Software-In-The-Loop (SITL) concept in Drone Programming - Time & Space Complexity
When using Software-In-The-Loop (SITL), we run drone software inside a simulation. It helps us test code without flying a real drone.
We want to know how the time to run the simulation grows as we add more tasks or complexity.
Analyze the time complexity of the following SITL simulation loop.
while simulation_running:
read_sensors()
update_flight_controls()
simulate_physics()
send_telemetry()
wait_for_next_cycle()
This loop runs repeatedly to simulate drone behavior step-by-step.
Look at what repeats in the simulation loop.
- Primary operation: The entire loop runs once every simulation cycle.
- How many times: It repeats many times, depending on simulation length.
Each cycle does a fixed set of steps. More cycles mean more total work.

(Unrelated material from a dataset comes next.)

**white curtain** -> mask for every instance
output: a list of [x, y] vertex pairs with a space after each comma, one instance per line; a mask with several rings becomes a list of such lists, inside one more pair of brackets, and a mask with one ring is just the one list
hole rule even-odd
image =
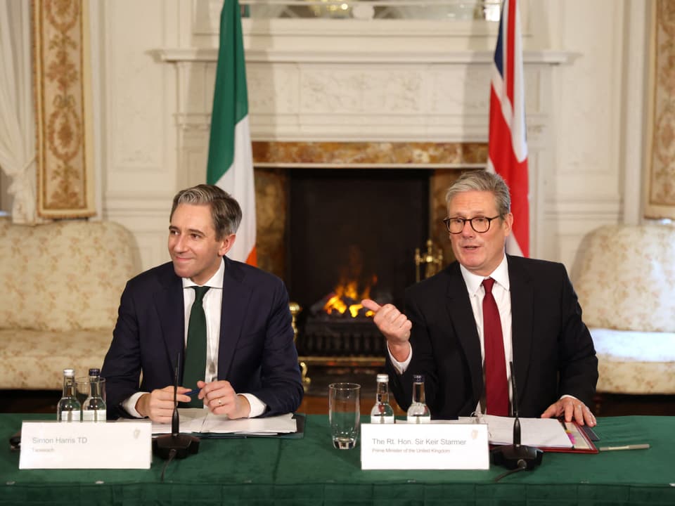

| Input Size (cycles) | Approx. Operations |
|---|---|
| 10 | 10 cycles x fixed steps |
| 100 | 100 cycles x fixed steps |
| 1000 | 1000 cycles x fixed steps |
Pattern observation: The total work grows directly with the number of cycles.
Time Complexity: O(n)
This means the time to run the simulation grows in a straight line as we add more cycles.
[X] Wrong: "The simulation time stays the same no matter how many cycles run."
[OK] Correct: Each cycle repeats all steps, so more cycles mean more total time.
Understanding how simulation loops scale helps you explain performance in real drone software testing. It shows you can think about how code runs over time.
"What if we added a nested loop inside simulate_physics that checks every drone part each cycle? How would the time complexity change?"